少子化対策の施策指針である「少子化社会対策大綱」では、「個々人が結婚や子供についての希望を実現できる社会をつくることを基本的な目標」とすると掲げ、そこに「個々人の決定に特定の価値観を押し付けたり、プレッシャーを与えたりすることがあってはならないことに留意」すると但し書きが付けられています。しかし「大綱」の具体的な内容を見ていくと、力を入れているのは子育て支援や結婚・出産支援で、最近、自治体等で盛んに行われているプレコンセプションケアや官製婚活、ライフプランニング教育も、「若いうちに出産を」というメッセージを強調し、若い世代に「30代前半までに子どもを産まないといけない」と感じさせるものになっていると思います。
一方、避妊・中絶など「産まない選択」の保障は不十分ですし、ジェンダー平等への取り組みもまったく足りません。結局、日本の少子化対策の中核にあるのは「産めよ殖やせよ」で、異性愛カップルを前提とした家父長的家族制度が前提となっているのです。
これらの施策が進められれば、女性に「結婚して子どもを産まなければ」というプレッシャーを強めることは容易に想像できます。

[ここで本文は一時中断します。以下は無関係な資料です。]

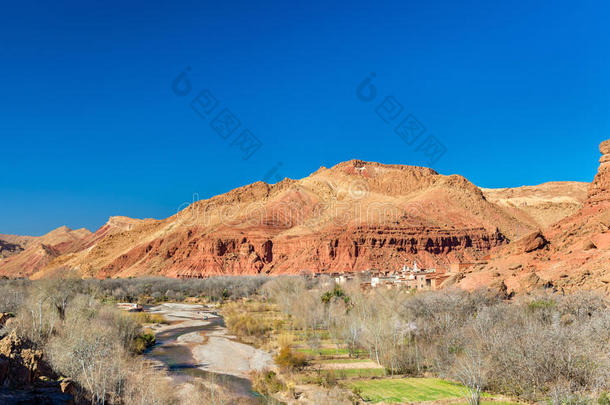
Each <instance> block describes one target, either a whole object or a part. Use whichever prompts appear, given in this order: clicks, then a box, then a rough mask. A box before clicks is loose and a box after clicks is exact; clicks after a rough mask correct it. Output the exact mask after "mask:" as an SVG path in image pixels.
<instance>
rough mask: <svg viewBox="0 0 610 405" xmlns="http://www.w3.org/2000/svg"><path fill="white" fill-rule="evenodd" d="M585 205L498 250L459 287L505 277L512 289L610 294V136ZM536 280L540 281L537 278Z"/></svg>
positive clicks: (589, 186) (494, 252) (467, 277)
mask: <svg viewBox="0 0 610 405" xmlns="http://www.w3.org/2000/svg"><path fill="white" fill-rule="evenodd" d="M600 151H601V153H602V157H601V159H600V165H599V168H598V171H597V174H596V176H595V178H594V180H593V182H592V183H591V184H590V186H589V189H588V192H587V197H586V199H585V201H584V202H583V204H582V206H581V208H580V209H578V210H577V211H576V212H574V213H573V214H572V215H569V216H567V217H565V218H563V219H561V220H560V221H558V222H556V223H555V224H553V225H551V226H550V227H548V228H547V229H544V230H543V231H535V232H533V233H530V234H528V235H526V236H525V237H522V238H520V239H519V240H516V241H515V242H513V243H511V244H510V245H509V246H507V247H505V248H502V249H498V250H497V251H494V252H492V255H491V256H492V257H491V260H490V262H489V264H488V265H486V266H481V267H480V268H475V269H472V272H470V273H468V274H466V275H465V277H464V278H463V279H462V280H461V281H460V283H459V285H460V286H462V287H465V288H474V287H477V286H481V285H490V284H493V283H497V282H499V281H502V282H503V283H504V284H505V285H506V286H507V287H508V289H509V290H514V291H527V290H530V289H533V288H539V287H542V286H545V285H546V286H548V287H552V288H556V289H564V290H574V289H593V290H599V291H602V292H604V293H609V292H610V140H607V141H604V142H602V143H601V145H600ZM533 281H536V282H533Z"/></svg>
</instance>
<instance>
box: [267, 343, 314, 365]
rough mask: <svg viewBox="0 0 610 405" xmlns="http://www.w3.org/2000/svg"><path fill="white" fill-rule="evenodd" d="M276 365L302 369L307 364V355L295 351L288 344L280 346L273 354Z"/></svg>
mask: <svg viewBox="0 0 610 405" xmlns="http://www.w3.org/2000/svg"><path fill="white" fill-rule="evenodd" d="M275 362H276V363H277V365H278V366H280V367H282V368H286V369H297V370H298V369H302V368H303V367H305V366H306V365H307V357H306V356H305V355H304V354H303V353H299V352H295V351H293V350H292V348H291V347H290V346H282V348H280V351H279V353H278V354H277V356H275Z"/></svg>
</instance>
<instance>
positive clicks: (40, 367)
mask: <svg viewBox="0 0 610 405" xmlns="http://www.w3.org/2000/svg"><path fill="white" fill-rule="evenodd" d="M0 319H3V318H2V317H0ZM56 378H57V375H56V374H55V373H54V372H53V370H52V369H51V368H50V367H49V365H48V364H47V363H46V362H45V361H44V356H43V352H42V350H40V349H36V348H35V347H34V346H33V345H32V344H31V343H30V342H28V341H27V340H25V339H22V338H20V337H19V336H17V334H16V333H15V332H14V331H13V332H11V333H10V334H8V335H7V336H5V337H4V338H2V339H0V403H1V404H7V405H8V404H15V405H16V404H43V405H46V404H49V405H51V404H53V405H60V404H64V405H70V404H74V396H73V394H72V393H70V392H68V391H67V388H68V386H67V385H65V384H63V382H58V381H56V380H55V379H56ZM64 388H65V389H64ZM73 392H75V391H73Z"/></svg>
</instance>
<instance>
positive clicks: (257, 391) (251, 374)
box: [250, 370, 286, 395]
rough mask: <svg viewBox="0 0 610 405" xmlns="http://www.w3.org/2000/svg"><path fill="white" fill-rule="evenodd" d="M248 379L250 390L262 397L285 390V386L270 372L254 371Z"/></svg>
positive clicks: (282, 383) (273, 393)
mask: <svg viewBox="0 0 610 405" xmlns="http://www.w3.org/2000/svg"><path fill="white" fill-rule="evenodd" d="M250 378H251V380H252V388H253V389H254V390H255V391H256V392H258V393H260V394H262V395H271V394H275V393H276V392H280V391H284V390H285V389H286V385H285V384H284V383H283V382H282V380H280V379H279V378H278V376H277V374H276V373H275V372H274V371H271V370H262V371H254V372H252V373H251V374H250Z"/></svg>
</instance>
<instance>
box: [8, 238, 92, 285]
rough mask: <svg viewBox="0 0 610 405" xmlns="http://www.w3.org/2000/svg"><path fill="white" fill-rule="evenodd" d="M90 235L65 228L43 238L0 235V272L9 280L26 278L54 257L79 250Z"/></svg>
mask: <svg viewBox="0 0 610 405" xmlns="http://www.w3.org/2000/svg"><path fill="white" fill-rule="evenodd" d="M90 235H91V232H90V231H88V230H87V229H84V228H83V229H77V230H72V229H70V228H68V227H65V226H62V227H60V228H57V229H54V230H52V231H51V232H49V233H47V234H45V235H43V236H18V235H0V272H1V274H3V275H8V276H12V277H23V276H29V275H30V274H31V273H32V272H33V271H36V270H38V269H41V268H43V267H44V266H46V265H47V264H49V263H50V262H51V261H52V260H53V259H55V258H56V257H58V256H60V255H62V254H64V253H66V252H68V251H71V250H80V242H81V241H82V240H84V239H86V238H87V237H89V236H90Z"/></svg>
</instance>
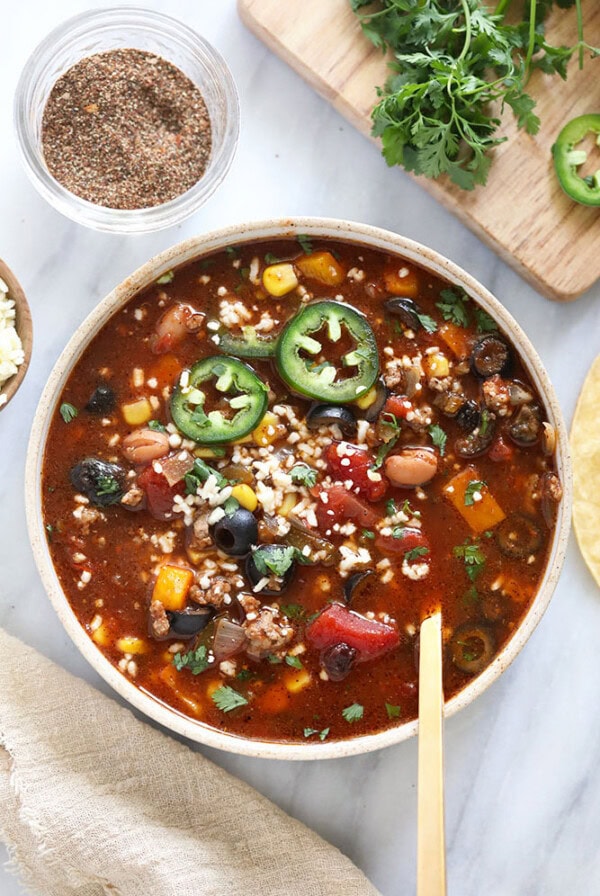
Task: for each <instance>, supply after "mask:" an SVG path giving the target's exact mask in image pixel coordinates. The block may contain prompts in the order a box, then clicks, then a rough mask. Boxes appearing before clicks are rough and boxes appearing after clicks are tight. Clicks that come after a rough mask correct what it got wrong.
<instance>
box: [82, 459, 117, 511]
mask: <svg viewBox="0 0 600 896" xmlns="http://www.w3.org/2000/svg"><path fill="white" fill-rule="evenodd" d="M125 478H126V477H125V470H124V469H123V467H119V466H118V465H117V464H109V463H108V462H107V461H105V460H100V458H98V457H86V458H85V459H84V460H80V461H79V463H78V464H75V466H74V467H72V469H71V484H72V485H73V488H76V489H77V491H78V492H81V493H82V494H83V495H85V496H86V498H89V500H90V501H91V502H92V504H96V505H97V506H98V507H108V505H109V504H118V503H119V501H120V500H121V498H122V497H123V495H124V494H125Z"/></svg>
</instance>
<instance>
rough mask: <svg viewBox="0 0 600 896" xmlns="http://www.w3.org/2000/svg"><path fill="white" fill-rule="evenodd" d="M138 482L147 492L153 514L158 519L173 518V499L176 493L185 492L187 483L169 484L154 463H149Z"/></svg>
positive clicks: (173, 498) (149, 502)
mask: <svg viewBox="0 0 600 896" xmlns="http://www.w3.org/2000/svg"><path fill="white" fill-rule="evenodd" d="M137 484H138V485H139V487H140V488H142V489H143V490H144V491H145V492H146V506H147V508H148V512H149V513H150V514H151V516H153V517H154V518H155V519H157V520H168V519H171V516H172V514H173V499H174V498H175V495H183V494H184V492H185V483H184V482H183V481H181V482H177V483H175V485H169V483H168V482H167V479H166V477H165V475H164V474H163V473H157V472H156V470H155V469H154V467H153V465H152V464H148V466H147V467H146V468H145V469H144V470H142V472H141V473H140V475H139V476H138V479H137Z"/></svg>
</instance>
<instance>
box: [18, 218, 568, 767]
mask: <svg viewBox="0 0 600 896" xmlns="http://www.w3.org/2000/svg"><path fill="white" fill-rule="evenodd" d="M298 234H307V235H308V236H309V237H310V236H312V237H314V238H318V237H337V238H339V239H343V240H344V239H347V240H351V241H354V242H359V243H368V244H369V245H371V246H373V247H374V248H377V249H382V250H383V251H386V252H392V253H398V254H400V255H401V256H403V257H404V258H406V259H409V260H411V261H414V262H416V263H417V264H419V265H421V266H422V267H423V268H425V269H426V270H429V271H431V272H432V273H433V274H435V275H437V276H439V277H442V278H444V279H446V280H447V281H449V282H450V283H451V284H456V285H458V286H462V287H463V288H464V289H465V291H466V292H467V294H468V295H469V296H470V297H471V298H473V299H475V300H476V301H477V302H478V303H479V305H481V307H482V308H484V309H485V311H487V312H488V314H490V315H491V316H492V317H493V318H494V320H496V321H497V323H498V324H499V326H500V327H501V329H502V330H504V331H505V332H506V333H507V334H508V335H509V336H510V338H511V339H512V341H513V343H514V345H515V346H516V347H517V349H518V350H519V352H520V354H521V357H522V358H523V361H524V363H525V366H526V368H527V371H528V373H529V375H530V377H531V379H532V381H533V383H534V384H535V386H536V388H537V389H538V391H539V393H540V396H541V397H542V399H543V402H544V405H545V408H546V413H547V418H548V420H549V421H550V422H551V423H552V424H553V425H554V426H555V428H556V432H557V437H558V438H557V449H556V458H557V465H558V472H559V475H560V478H561V481H562V484H563V489H564V496H563V500H562V502H561V505H560V508H559V512H558V520H557V524H556V533H555V536H554V541H553V544H552V550H551V553H550V558H549V560H548V564H547V567H546V571H545V573H544V578H543V580H542V582H541V585H540V588H539V590H538V593H537V596H536V598H535V600H534V601H533V603H532V605H531V607H530V608H529V611H528V613H527V615H526V616H525V618H524V619H523V621H522V623H521V625H520V626H519V628H518V629H517V630H516V632H515V633H514V635H513V637H512V638H511V639H510V641H509V642H508V643H507V644H506V646H505V647H504V648H503V650H502V651H501V652H500V653H499V654H498V656H497V657H496V658H495V659H494V661H493V662H492V663H491V665H490V666H488V667H487V669H485V671H484V672H483V673H482V674H481V675H479V676H478V677H477V678H475V679H474V680H473V681H472V683H470V684H468V685H467V686H466V687H465V688H464V689H463V690H462V691H460V693H458V694H457V695H456V696H455V697H453V698H452V699H451V700H450V701H448V703H447V704H446V716H450V715H452V714H453V713H455V712H457V711H458V710H459V709H462V708H463V707H464V706H467V705H468V704H469V703H471V701H472V700H474V699H475V698H476V697H477V696H479V694H481V693H483V691H485V689H486V688H487V687H489V685H490V684H491V683H492V682H493V681H495V680H496V679H497V678H498V677H499V675H501V673H502V672H503V671H504V669H506V668H507V666H509V665H510V663H511V662H512V661H513V659H514V658H515V657H516V655H517V654H518V653H519V651H520V650H521V648H522V647H523V645H524V644H525V642H526V641H527V639H528V638H529V636H530V635H531V633H532V632H533V630H534V628H535V627H536V625H537V624H538V622H539V621H540V619H541V617H542V615H543V613H544V610H545V609H546V607H547V606H548V603H549V601H550V598H551V596H552V593H553V591H554V588H555V586H556V583H557V580H558V577H559V574H560V571H561V568H562V565H563V561H564V556H565V550H566V545H567V539H568V533H569V525H570V519H571V490H572V486H571V471H570V466H569V452H568V441H567V430H566V427H565V424H564V421H563V418H562V414H561V411H560V408H559V406H558V402H557V399H556V395H555V393H554V389H553V387H552V385H551V383H550V380H549V379H548V375H547V374H546V371H545V370H544V367H543V365H542V362H541V361H540V359H539V357H538V355H537V353H536V351H535V349H534V348H533V346H532V344H531V342H530V341H529V339H528V338H527V336H526V335H525V334H524V332H523V331H522V330H521V328H520V327H519V325H518V324H517V323H516V322H515V320H514V319H513V318H512V317H511V315H510V314H509V313H508V312H507V311H506V309H505V308H503V306H502V305H501V304H500V303H499V302H498V301H497V300H496V299H494V297H493V296H492V295H491V294H490V293H489V292H488V290H487V289H485V288H484V287H483V286H482V285H481V284H480V283H478V282H477V281H476V280H475V279H474V278H473V277H471V276H470V275H469V274H467V273H466V272H465V271H463V270H461V268H459V267H457V265H455V264H453V263H452V262H451V261H448V259H446V258H444V257H443V256H441V255H439V254H438V253H437V252H434V251H433V250H432V249H428V248H426V247H425V246H422V245H420V244H419V243H415V242H413V241H412V240H409V239H406V238H405V237H402V236H398V235H397V234H394V233H390V232H388V231H385V230H380V229H378V228H375V227H369V226H366V225H363V224H354V223H349V222H346V221H337V220H333V219H323V218H294V219H285V220H276V221H265V222H257V223H252V224H245V225H242V226H237V227H228V228H226V229H224V230H219V231H216V232H214V233H209V234H206V235H205V236H200V237H194V238H193V239H190V240H187V241H186V242H183V243H180V244H179V245H177V246H174V247H173V248H171V249H168V250H167V251H165V252H162V253H161V254H160V255H157V256H156V257H155V258H153V259H152V260H151V261H149V262H148V263H147V264H145V265H144V266H143V267H141V268H140V269H139V270H138V271H136V272H135V273H134V274H132V275H131V276H130V277H128V278H127V279H126V280H125V281H124V282H123V283H121V284H120V285H119V286H117V288H116V289H114V290H113V291H112V292H111V293H110V294H109V295H108V296H107V297H106V298H105V299H104V300H103V301H102V302H100V304H99V305H98V306H97V308H96V309H95V310H94V311H93V312H92V313H91V314H90V315H89V317H88V318H87V320H85V321H84V322H83V323H82V324H81V326H80V327H79V328H78V329H77V331H76V332H75V334H74V335H73V337H72V338H71V340H70V341H69V343H68V345H67V347H66V348H65V350H64V351H63V353H62V355H61V356H60V358H59V359H58V361H57V363H56V365H55V367H54V370H53V371H52V373H51V375H50V378H49V380H48V383H47V385H46V388H45V389H44V392H43V394H42V397H41V399H40V404H39V407H38V410H37V413H36V415H35V418H34V424H33V429H32V432H31V438H30V442H29V449H28V455H27V469H26V483H25V489H26V503H27V521H28V526H29V535H30V539H31V543H32V546H33V552H34V557H35V561H36V564H37V566H38V569H39V572H40V575H41V577H42V581H43V583H44V586H45V588H46V591H47V592H48V596H49V597H50V600H51V601H52V604H53V606H54V608H55V610H56V612H57V613H58V616H59V618H60V620H61V622H62V624H63V625H64V627H65V629H66V630H67V632H68V634H69V635H70V637H71V638H72V640H73V641H74V642H75V644H76V646H77V647H78V648H79V650H80V651H81V653H82V654H83V655H84V656H85V657H86V659H87V660H88V661H89V662H90V663H91V665H92V666H93V667H94V669H96V671H97V672H98V673H99V674H100V675H101V676H102V677H103V678H104V679H105V681H107V682H108V684H110V685H111V687H113V688H114V689H115V691H117V693H118V694H120V695H121V697H123V698H124V699H125V700H127V701H128V702H129V703H131V704H132V705H133V706H135V707H137V709H139V710H141V711H142V712H144V713H146V715H148V716H150V718H152V719H154V720H155V721H156V722H159V723H160V724H161V725H164V726H165V728H169V729H170V730H171V731H174V732H176V733H178V734H182V735H184V736H185V737H188V738H190V739H191V740H194V741H198V742H200V743H203V744H207V745H208V746H211V747H218V748H219V749H222V750H229V751H231V752H233V753H241V754H244V755H247V756H259V757H262V758H273V759H321V758H322V759H325V758H331V757H340V756H351V755H353V754H356V753H366V752H368V751H370V750H377V749H380V748H381V747H387V746H389V745H390V744H395V743H399V742H400V741H402V740H405V739H406V738H408V737H411V736H412V735H413V734H415V733H416V731H417V722H416V721H412V722H404V723H401V724H399V725H398V726H397V727H395V728H391V729H389V730H386V731H382V732H381V733H379V734H371V735H366V736H363V737H354V738H349V739H347V740H343V741H332V742H330V743H328V742H327V741H325V742H324V743H308V742H307V743H303V744H284V743H272V742H268V741H261V740H251V739H246V738H243V737H239V736H236V735H232V734H226V733H222V732H220V731H217V730H215V729H214V728H211V727H209V726H207V725H205V724H203V723H202V722H198V721H194V720H193V719H190V718H188V717H187V716H184V715H182V714H181V713H179V712H177V711H176V710H174V709H172V708H170V707H169V706H167V705H165V704H164V703H162V702H161V701H159V700H158V699H156V698H154V697H152V696H150V695H148V694H146V693H144V692H142V691H141V690H139V689H138V688H137V687H135V685H134V684H132V683H131V681H129V680H128V679H127V678H126V677H125V676H124V675H121V673H120V672H119V671H118V670H117V669H116V668H115V667H114V666H113V665H112V664H111V663H110V662H109V661H108V660H107V659H106V657H105V656H104V655H103V654H102V653H101V651H100V650H99V649H98V648H97V647H96V646H95V644H94V642H93V641H92V640H91V639H90V638H89V636H88V635H87V634H86V632H85V631H84V629H83V628H82V626H81V625H80V624H79V622H78V621H77V618H76V616H75V614H74V613H73V611H72V609H71V607H70V605H69V603H68V601H67V599H66V597H65V596H64V594H63V591H62V588H61V585H60V582H59V580H58V577H57V575H56V573H55V571H54V567H53V565H52V561H51V559H50V553H49V551H48V546H47V542H46V537H45V534H44V525H43V520H42V513H41V468H42V460H43V454H44V445H45V442H46V436H47V433H48V427H49V424H50V419H51V416H52V414H53V411H54V407H55V404H56V401H57V398H58V396H59V395H60V393H61V391H62V389H63V386H64V384H65V382H66V380H67V378H68V376H69V374H70V372H71V370H72V368H73V366H74V364H75V363H76V362H77V361H78V359H79V357H80V356H81V354H82V352H83V351H84V350H85V349H86V348H87V346H88V345H89V343H90V341H91V340H92V339H93V338H94V337H95V335H96V334H97V333H98V331H99V330H100V328H101V327H102V326H103V325H104V324H105V323H106V321H107V320H108V319H109V318H110V317H111V316H112V315H113V314H114V313H115V311H117V310H118V309H120V308H121V307H122V306H123V305H124V304H125V303H126V302H127V301H128V300H129V299H130V298H131V297H132V296H133V295H135V293H137V292H138V291H139V290H141V289H143V288H144V287H146V286H148V285H149V284H151V283H153V282H155V281H156V279H157V278H158V277H160V275H161V274H163V273H165V272H166V271H168V270H170V269H171V268H173V267H175V266H176V265H180V264H184V263H185V262H188V261H191V260H192V259H194V258H196V257H197V256H199V255H204V254H206V253H208V252H213V251H215V250H217V249H222V248H224V247H225V246H228V245H239V244H240V243H242V242H246V241H251V240H255V239H269V238H271V239H278V238H280V237H282V236H283V237H288V236H289V237H293V236H295V235H298Z"/></svg>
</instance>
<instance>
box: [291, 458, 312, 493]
mask: <svg viewBox="0 0 600 896" xmlns="http://www.w3.org/2000/svg"><path fill="white" fill-rule="evenodd" d="M318 475H319V473H318V470H315V469H313V468H312V467H309V466H308V464H295V465H294V466H293V467H292V469H291V470H290V476H291V477H292V482H294V483H296V485H305V486H306V487H307V488H312V487H313V486H314V485H315V484H316V482H317V477H318Z"/></svg>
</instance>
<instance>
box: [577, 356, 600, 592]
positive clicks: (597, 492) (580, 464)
mask: <svg viewBox="0 0 600 896" xmlns="http://www.w3.org/2000/svg"><path fill="white" fill-rule="evenodd" d="M571 456H572V460H573V526H574V529H575V535H576V537H577V542H578V544H579V550H580V551H581V553H582V555H583V559H584V560H585V562H586V564H587V566H588V569H589V571H590V572H591V574H592V575H593V577H594V579H595V580H596V584H597V585H600V357H598V358H596V360H595V361H594V363H593V364H592V366H591V368H590V370H589V373H588V375H587V377H586V379H585V382H584V384H583V387H582V389H581V392H580V394H579V399H578V401H577V407H576V408H575V416H574V417H573V424H572V426H571Z"/></svg>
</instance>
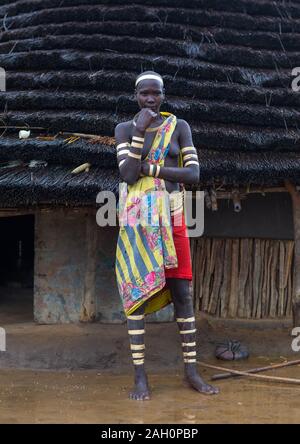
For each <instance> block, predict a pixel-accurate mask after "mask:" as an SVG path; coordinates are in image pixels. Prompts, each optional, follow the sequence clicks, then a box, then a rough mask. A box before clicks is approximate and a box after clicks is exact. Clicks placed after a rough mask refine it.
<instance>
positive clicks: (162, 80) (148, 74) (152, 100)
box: [135, 71, 165, 112]
mask: <svg viewBox="0 0 300 444" xmlns="http://www.w3.org/2000/svg"><path fill="white" fill-rule="evenodd" d="M135 98H136V100H137V102H138V104H139V107H140V108H150V109H151V110H152V111H154V112H159V108H160V106H161V104H162V102H163V100H164V98H165V88H164V82H163V79H162V77H161V75H160V74H158V73H157V72H155V71H144V72H142V73H141V74H139V75H138V76H137V78H136V82H135Z"/></svg>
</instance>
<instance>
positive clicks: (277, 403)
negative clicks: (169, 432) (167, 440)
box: [0, 358, 300, 424]
mask: <svg viewBox="0 0 300 444" xmlns="http://www.w3.org/2000/svg"><path fill="white" fill-rule="evenodd" d="M272 362H274V361H272ZM276 362H280V360H279V361H276ZM270 363H271V361H270V360H269V359H266V358H261V359H260V358H256V359H255V360H254V359H253V360H250V361H248V362H247V365H245V363H243V364H241V363H239V364H237V363H236V364H235V367H238V368H240V369H241V368H244V369H247V368H250V367H256V366H263V365H268V364H270ZM218 364H219V365H220V362H218ZM213 373H215V372H214V370H206V369H205V370H202V374H203V376H205V378H206V379H207V380H209V377H210V375H212V374H213ZM271 374H273V375H274V376H285V377H291V378H299V375H300V367H299V366H297V367H290V368H286V369H280V370H276V371H272V372H271V373H270V372H268V375H271ZM149 381H150V385H151V391H152V399H151V400H150V401H144V402H138V401H132V400H129V399H128V398H127V393H128V391H129V389H130V388H131V383H132V375H130V374H115V375H111V374H109V373H108V372H107V371H105V372H97V371H91V370H88V371H76V372H61V371H59V372H58V371H56V372H48V371H31V370H12V369H9V370H0V423H97V424H113V423H126V424H131V423H134V424H144V423H146V424H147V423H158V424H170V423H176V424H183V423H186V424H200V423H299V422H300V385H299V386H297V385H288V384H279V383H269V382H258V381H255V380H248V379H243V378H242V379H234V380H223V381H218V384H217V385H218V387H219V388H220V390H221V393H220V394H219V395H217V396H205V395H201V394H198V393H197V392H195V391H193V390H191V389H189V388H187V387H185V386H184V384H183V382H182V376H181V374H180V372H176V373H175V372H170V371H168V372H160V373H149Z"/></svg>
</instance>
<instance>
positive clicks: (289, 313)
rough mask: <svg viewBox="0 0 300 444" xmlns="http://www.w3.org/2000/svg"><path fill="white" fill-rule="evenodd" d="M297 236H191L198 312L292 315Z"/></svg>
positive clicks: (256, 315)
mask: <svg viewBox="0 0 300 444" xmlns="http://www.w3.org/2000/svg"><path fill="white" fill-rule="evenodd" d="M293 253H294V241H282V240H273V239H231V238H227V239H219V238H204V237H201V238H197V239H196V238H192V239H191V254H192V261H193V276H194V278H193V287H194V301H195V308H196V310H197V311H204V312H207V313H209V314H211V315H214V316H216V317H221V318H247V319H251V318H252V319H261V318H283V317H291V316H292V285H293V282H292V279H293V276H292V270H293Z"/></svg>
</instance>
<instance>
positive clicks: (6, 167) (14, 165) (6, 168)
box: [0, 160, 24, 170]
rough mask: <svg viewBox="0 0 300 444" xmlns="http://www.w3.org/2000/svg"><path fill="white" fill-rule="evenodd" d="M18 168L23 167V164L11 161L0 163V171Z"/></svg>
mask: <svg viewBox="0 0 300 444" xmlns="http://www.w3.org/2000/svg"><path fill="white" fill-rule="evenodd" d="M20 166H24V163H23V162H22V160H11V161H9V162H5V163H0V169H1V170H2V169H3V170H4V169H7V168H18V167H20Z"/></svg>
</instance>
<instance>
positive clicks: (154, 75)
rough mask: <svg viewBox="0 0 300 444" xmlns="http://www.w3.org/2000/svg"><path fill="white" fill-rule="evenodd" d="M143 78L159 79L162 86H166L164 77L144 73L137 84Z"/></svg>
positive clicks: (138, 79)
mask: <svg viewBox="0 0 300 444" xmlns="http://www.w3.org/2000/svg"><path fill="white" fill-rule="evenodd" d="M142 80H158V81H159V82H160V83H161V84H162V86H164V82H163V79H162V78H161V77H159V76H157V75H155V74H144V75H143V76H141V77H139V78H138V79H137V80H136V82H135V86H136V85H137V84H138V83H139V82H141V81H142Z"/></svg>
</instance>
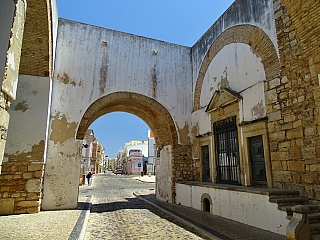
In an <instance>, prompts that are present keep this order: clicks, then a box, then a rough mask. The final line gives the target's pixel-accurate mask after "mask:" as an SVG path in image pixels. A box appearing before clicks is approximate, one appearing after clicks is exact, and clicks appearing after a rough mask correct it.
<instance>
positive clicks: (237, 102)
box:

問題がある日本の少子化対策のひとつの例として、2020年に決定された「不妊治療の保険診療化」を取り上げてみましょう。これは一見、不妊治療のハードルを下げる良い政策と受け取られがちです。確かに、費用面で不妊治療をあきらめざるを得ないケースには有効かもしれません。
しかし、日本で国際標準の包括的性教育が実施され、妊娠・出産や身体管理について学ぶ機会が整えられていれば、不妊治療が必要にならなかった人もいるはずです。そこを抜きにして、ただ不妊治療を受けやすくするというのでは根本的な問題解決にはなりません。また、不妊治療は女性の心身に多大な負担をかけますが、そうしたことへのケアやサポートはほとんど顧みられていないという点も、指摘したいと思います。
もうひとつ重要なポイントは、「国がお金を出してくれるのだから、35歳を過ぎても子どもができなかったら不妊治療をやらないと」という空気が生まれる懸念です。女性自身は「子どもはいなくていい」「不妊治療をしてまで授かりたくはない」と思っているのに、その気持ちを尊重しないパートナーや家族などからのプレッシャーに耐えきれず、不妊治療に追いやられてしまう事例が現実に起こっています。